Pirates go 13 innings to snare a win against Marlins
June 14, 2014 12:31 AM
J Pat Carter/Associated Press
Starling Marte hits a two-run home run in the first inning Friday against the Marlins in Miami.
J Pat Carter/Associated Press
Gregory Polanco celebrates in the dugout after he was driven home by Starling Marte's two-run home run in the first inning Friday in Florida.
By Bill Brink / Pittsburgh Post-Gazette
MIAMI — What with all the attention paid to Gregory Polanco in the past six months, his first major league homer might have lacked the necessary gravitas had it come in the fourth inning of some random game. The occasion Friday seemed appropriate.
Polanco’s first career home run gave the Pirates an 8-6 win in 13 innings against the Miami Marlins Friday night at Marlins Park, a game the Pirates had all but locked up until the bullpen gave it back in the ninth.
“That could have been a coming-out party for him,” Pirates manager Clint Hurdle said.
Clint Barmes singled off left-hander Mike Dunn in the 13th before Polanco hit a 2-2 slider into the seats in right-center field. It was part of Polanco’s 5-for-7 performance at the plate in his fourth major league game, and his mother had traveled from the Dominican Republic to attend it.
“This is my best game ever,” Polanco said. “The first time she’s here watching me play. I was so excited.”
After Jeff Locke didn’t walk a batter for eight innings, three Pirates relievers issued six walks — one intentional to load the bases — in the ninth that allowed the Marlins to score four runs and tie the score.

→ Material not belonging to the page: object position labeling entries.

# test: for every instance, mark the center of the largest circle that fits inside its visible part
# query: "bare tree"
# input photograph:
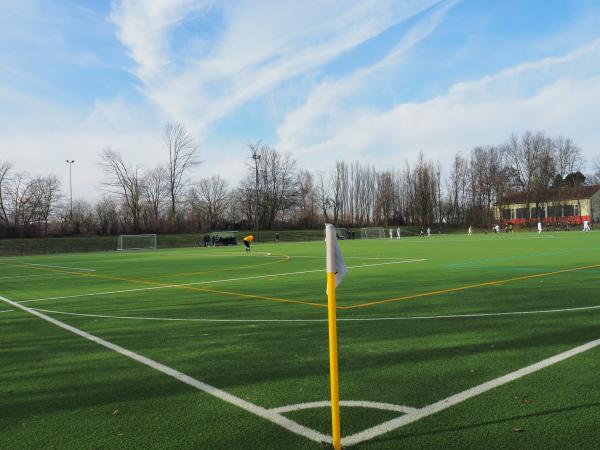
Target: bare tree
(108, 215)
(154, 193)
(307, 198)
(5, 168)
(48, 192)
(210, 197)
(124, 180)
(182, 157)
(596, 167)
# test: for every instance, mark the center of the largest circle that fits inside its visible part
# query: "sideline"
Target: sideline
(455, 399)
(469, 286)
(339, 319)
(199, 283)
(259, 411)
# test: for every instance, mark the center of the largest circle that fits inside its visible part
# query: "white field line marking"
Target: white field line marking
(197, 283)
(347, 403)
(356, 319)
(78, 269)
(259, 411)
(465, 395)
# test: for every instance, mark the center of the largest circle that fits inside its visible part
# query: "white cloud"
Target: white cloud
(557, 95)
(261, 45)
(321, 114)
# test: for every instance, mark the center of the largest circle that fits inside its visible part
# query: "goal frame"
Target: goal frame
(152, 241)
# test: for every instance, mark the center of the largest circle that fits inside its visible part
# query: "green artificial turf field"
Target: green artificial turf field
(213, 348)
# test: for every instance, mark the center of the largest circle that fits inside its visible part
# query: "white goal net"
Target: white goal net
(372, 233)
(136, 242)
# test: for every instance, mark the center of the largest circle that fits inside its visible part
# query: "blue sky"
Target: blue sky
(376, 81)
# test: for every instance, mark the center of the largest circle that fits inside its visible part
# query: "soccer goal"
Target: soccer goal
(372, 233)
(219, 238)
(136, 242)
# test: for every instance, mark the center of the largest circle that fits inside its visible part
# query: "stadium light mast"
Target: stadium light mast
(256, 158)
(70, 163)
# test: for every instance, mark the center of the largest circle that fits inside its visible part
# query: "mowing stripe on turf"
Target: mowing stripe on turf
(198, 283)
(455, 399)
(79, 269)
(339, 319)
(259, 411)
(469, 286)
(187, 287)
(14, 277)
(228, 269)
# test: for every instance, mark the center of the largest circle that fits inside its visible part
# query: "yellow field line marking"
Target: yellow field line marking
(190, 288)
(285, 258)
(470, 286)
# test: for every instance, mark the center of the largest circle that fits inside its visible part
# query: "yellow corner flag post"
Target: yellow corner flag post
(336, 269)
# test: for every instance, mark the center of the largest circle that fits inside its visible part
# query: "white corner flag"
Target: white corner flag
(336, 269)
(335, 259)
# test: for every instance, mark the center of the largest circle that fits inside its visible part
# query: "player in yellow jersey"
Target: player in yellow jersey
(247, 240)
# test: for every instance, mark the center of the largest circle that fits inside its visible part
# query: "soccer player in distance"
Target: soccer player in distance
(247, 240)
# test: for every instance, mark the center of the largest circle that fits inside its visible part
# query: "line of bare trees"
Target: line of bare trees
(166, 198)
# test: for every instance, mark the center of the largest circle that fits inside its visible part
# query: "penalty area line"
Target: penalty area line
(259, 411)
(455, 399)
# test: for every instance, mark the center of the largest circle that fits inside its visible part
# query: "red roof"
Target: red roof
(566, 193)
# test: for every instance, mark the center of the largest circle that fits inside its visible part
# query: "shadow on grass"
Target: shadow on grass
(486, 423)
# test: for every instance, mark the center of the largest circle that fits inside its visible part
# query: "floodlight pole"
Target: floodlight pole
(70, 163)
(256, 158)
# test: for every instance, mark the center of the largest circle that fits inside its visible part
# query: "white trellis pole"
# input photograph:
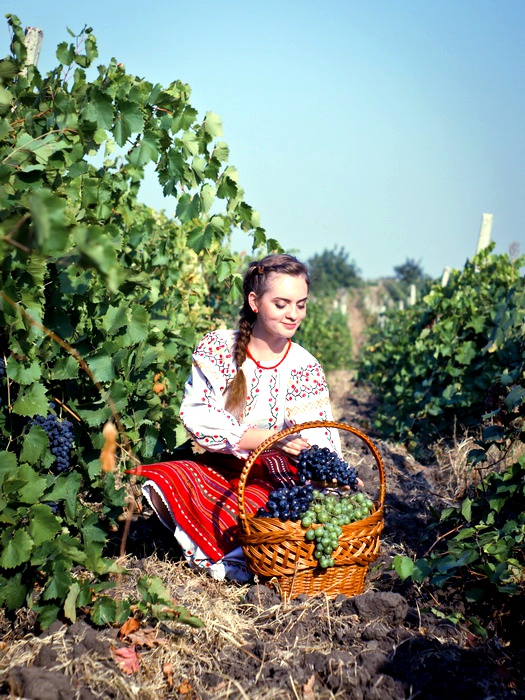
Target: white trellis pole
(33, 41)
(485, 231)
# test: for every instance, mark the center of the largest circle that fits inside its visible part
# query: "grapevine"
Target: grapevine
(61, 438)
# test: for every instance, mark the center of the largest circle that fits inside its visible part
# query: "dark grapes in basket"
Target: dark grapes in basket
(287, 503)
(320, 464)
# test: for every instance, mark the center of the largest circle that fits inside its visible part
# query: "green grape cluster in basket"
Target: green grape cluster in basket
(323, 500)
(324, 519)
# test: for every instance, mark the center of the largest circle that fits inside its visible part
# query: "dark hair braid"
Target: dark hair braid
(255, 280)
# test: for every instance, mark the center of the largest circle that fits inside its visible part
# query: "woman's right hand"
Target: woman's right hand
(292, 445)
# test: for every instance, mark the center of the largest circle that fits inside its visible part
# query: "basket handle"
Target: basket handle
(266, 444)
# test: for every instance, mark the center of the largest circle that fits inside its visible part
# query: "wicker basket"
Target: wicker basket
(278, 553)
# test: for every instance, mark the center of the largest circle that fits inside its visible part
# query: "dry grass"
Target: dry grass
(178, 658)
(454, 470)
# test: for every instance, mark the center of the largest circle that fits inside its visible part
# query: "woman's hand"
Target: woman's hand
(293, 445)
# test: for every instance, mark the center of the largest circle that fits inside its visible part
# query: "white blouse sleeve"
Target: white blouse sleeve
(308, 400)
(202, 410)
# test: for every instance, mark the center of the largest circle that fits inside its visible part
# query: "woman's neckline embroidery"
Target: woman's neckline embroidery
(260, 366)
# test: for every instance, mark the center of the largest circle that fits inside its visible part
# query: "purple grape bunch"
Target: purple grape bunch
(320, 464)
(61, 438)
(287, 503)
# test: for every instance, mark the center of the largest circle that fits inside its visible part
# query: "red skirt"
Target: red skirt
(202, 494)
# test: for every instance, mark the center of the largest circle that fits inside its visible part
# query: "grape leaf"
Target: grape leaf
(17, 548)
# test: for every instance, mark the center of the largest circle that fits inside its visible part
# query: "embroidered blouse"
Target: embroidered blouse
(279, 396)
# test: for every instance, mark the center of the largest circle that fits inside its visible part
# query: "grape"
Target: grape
(329, 511)
(321, 464)
(61, 438)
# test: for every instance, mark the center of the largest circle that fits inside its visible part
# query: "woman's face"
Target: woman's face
(282, 307)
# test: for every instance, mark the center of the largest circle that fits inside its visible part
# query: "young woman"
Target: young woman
(244, 386)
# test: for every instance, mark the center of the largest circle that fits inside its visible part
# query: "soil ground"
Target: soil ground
(392, 641)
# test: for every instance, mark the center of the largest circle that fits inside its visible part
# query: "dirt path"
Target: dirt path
(384, 644)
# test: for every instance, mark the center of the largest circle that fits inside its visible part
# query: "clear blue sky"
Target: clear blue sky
(387, 127)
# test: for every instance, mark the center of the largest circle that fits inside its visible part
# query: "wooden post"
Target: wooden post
(485, 231)
(33, 42)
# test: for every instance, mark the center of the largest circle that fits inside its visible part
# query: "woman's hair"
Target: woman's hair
(256, 281)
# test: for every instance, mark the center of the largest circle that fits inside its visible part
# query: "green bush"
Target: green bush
(447, 359)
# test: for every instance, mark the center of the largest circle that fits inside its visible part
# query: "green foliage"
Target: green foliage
(449, 357)
(101, 301)
(486, 549)
(325, 333)
(410, 272)
(331, 270)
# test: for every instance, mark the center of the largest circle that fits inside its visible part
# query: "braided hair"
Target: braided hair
(255, 280)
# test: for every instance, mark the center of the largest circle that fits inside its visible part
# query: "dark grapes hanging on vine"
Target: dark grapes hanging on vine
(61, 438)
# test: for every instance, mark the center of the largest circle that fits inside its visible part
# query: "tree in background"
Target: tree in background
(410, 272)
(331, 270)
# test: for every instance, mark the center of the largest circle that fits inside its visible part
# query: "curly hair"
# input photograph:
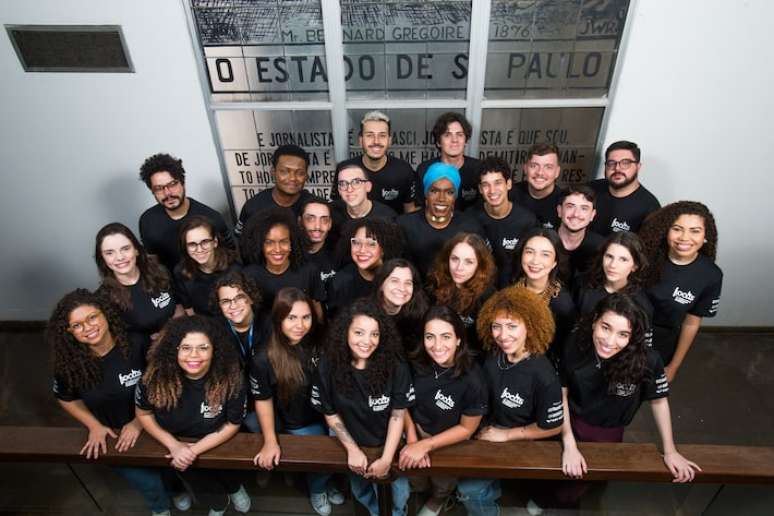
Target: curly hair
(224, 257)
(154, 277)
(381, 363)
(519, 303)
(259, 225)
(386, 232)
(628, 366)
(561, 258)
(162, 162)
(443, 122)
(463, 355)
(236, 279)
(73, 361)
(163, 378)
(283, 356)
(596, 275)
(441, 286)
(654, 235)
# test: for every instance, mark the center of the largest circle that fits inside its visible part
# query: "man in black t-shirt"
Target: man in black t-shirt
(622, 202)
(289, 166)
(451, 133)
(538, 191)
(159, 225)
(503, 221)
(392, 178)
(581, 245)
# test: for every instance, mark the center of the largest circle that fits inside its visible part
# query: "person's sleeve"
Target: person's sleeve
(402, 395)
(709, 299)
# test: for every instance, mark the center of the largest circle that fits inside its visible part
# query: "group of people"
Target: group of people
(415, 310)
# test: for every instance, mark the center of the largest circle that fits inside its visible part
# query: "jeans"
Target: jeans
(364, 492)
(480, 496)
(148, 482)
(317, 482)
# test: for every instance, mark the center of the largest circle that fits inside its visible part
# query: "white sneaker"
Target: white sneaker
(241, 500)
(320, 504)
(182, 501)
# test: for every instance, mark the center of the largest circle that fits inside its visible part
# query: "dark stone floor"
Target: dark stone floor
(722, 396)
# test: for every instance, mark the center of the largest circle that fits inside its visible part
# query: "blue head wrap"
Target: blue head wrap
(438, 171)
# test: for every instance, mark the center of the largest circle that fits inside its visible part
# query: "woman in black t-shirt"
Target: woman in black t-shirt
(135, 282)
(363, 388)
(280, 384)
(538, 260)
(450, 401)
(607, 372)
(95, 371)
(684, 282)
(462, 277)
(193, 388)
(203, 261)
(400, 295)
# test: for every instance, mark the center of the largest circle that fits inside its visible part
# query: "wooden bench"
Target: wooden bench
(534, 460)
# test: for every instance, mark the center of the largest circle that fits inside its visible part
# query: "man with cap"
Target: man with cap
(425, 231)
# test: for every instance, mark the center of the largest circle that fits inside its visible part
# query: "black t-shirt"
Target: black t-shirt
(503, 235)
(346, 286)
(306, 278)
(587, 387)
(684, 289)
(112, 400)
(263, 201)
(544, 209)
(621, 213)
(468, 194)
(442, 399)
(366, 416)
(423, 241)
(193, 416)
(160, 233)
(263, 386)
(523, 393)
(194, 292)
(392, 185)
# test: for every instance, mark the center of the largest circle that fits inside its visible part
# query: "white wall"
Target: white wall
(693, 86)
(71, 145)
(695, 91)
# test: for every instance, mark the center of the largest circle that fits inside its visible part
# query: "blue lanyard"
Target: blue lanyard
(245, 352)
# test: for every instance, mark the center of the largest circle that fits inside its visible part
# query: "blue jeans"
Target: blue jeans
(148, 482)
(364, 492)
(480, 495)
(317, 482)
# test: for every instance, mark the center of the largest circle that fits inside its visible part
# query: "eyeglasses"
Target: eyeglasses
(188, 349)
(205, 245)
(623, 164)
(169, 186)
(355, 183)
(80, 326)
(238, 299)
(368, 243)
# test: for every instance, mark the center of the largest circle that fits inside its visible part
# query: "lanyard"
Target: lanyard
(245, 352)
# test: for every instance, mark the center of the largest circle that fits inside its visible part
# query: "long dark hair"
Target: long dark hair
(381, 363)
(74, 362)
(283, 356)
(154, 278)
(163, 378)
(463, 357)
(628, 366)
(224, 256)
(441, 285)
(633, 244)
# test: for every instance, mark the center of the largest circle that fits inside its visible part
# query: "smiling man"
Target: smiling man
(425, 231)
(164, 176)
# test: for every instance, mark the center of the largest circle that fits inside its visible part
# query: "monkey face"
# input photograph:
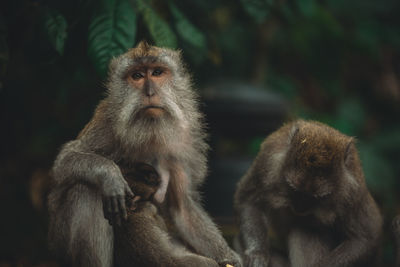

Justin Wilson inherited a four-run lead in the ninth but walked two. Jason Grilli entered and walked another before yielding an RBI groundout to Ed Lucas. He walked one more before Reed Johnson hit a two-run single on an 0-2 pitch.
Grilli intentionally walked Giancarlo Stanton, who was a triple shy of the cycle, to load the bases for Casey McGehee, and Hurdle brought in Mark Melancon. Melancon had McGehee down in the count, 0-2, but walked him to drive in the tying run.
“Nobody’s going out there to walk guys,” Hurdle said. “People are going out to get outs. It didn’t happen.”
Jeanmar Gomez earned the win in relief. He allowed one hit in four scoreless innings and struck out four, using his fastball to great effect.
“For me, it was the best fastball I think we’ve seen from him this year,” Hurdle said.
Starling Marte homered and tied a career high with four hits and Andrew McCutchen continued his offensive tear. Marte added a stolen base and Polanco a diving catch.
Polanco led off the game with a single, giving him a hit in his first four career games. Marte followed by driving a 1-0 fastball into the Clevelander Club in left field for his fifth home run.
Marte beat out an infield single to deep shortstop in the third and stole second. He got a late jump on McCutchen’s single to shallow left, but third-base coach Nick Leyva waved Marte home. The throw from Reed Johnson, who had taken over in left field after Christian Yelich left the game because of a lower back strain, fell well short and the Pirates led, 3-1.
The Pirates forced Marlins starter Nathan Eovaldi from the game in the fifth. After Polanco and Marte each singled and moved to scoring position on a fly ball and a wild pitch, Ike Davis’ double to the right-field corner scored them both. Jordy Mercer singled to score Davis and give the Pirates a 6-2 lead.
Locke held the Marlins, whose 22-11 record at home was the best in the majors entering the game and whose .279 average at Marlins Park ranked third, in check. He located his fastball on the inside of the plate against right-handers and disrupted hitters’ timing with an effective changeup.
“I would say between [Friday night] and the last start we just had, those really were when the changeups began taking off,” Locke said. “They’ve been a very effective pitch for me so far.”
Locke allowed two runs on seven hits in eight innings. He did not walk a batter and struck out seven, throwing 101 pitches.
In Locke’s two most recent starts since joining the rotation, he has allowed three runs in 15 innings while walking only one and striking out 12.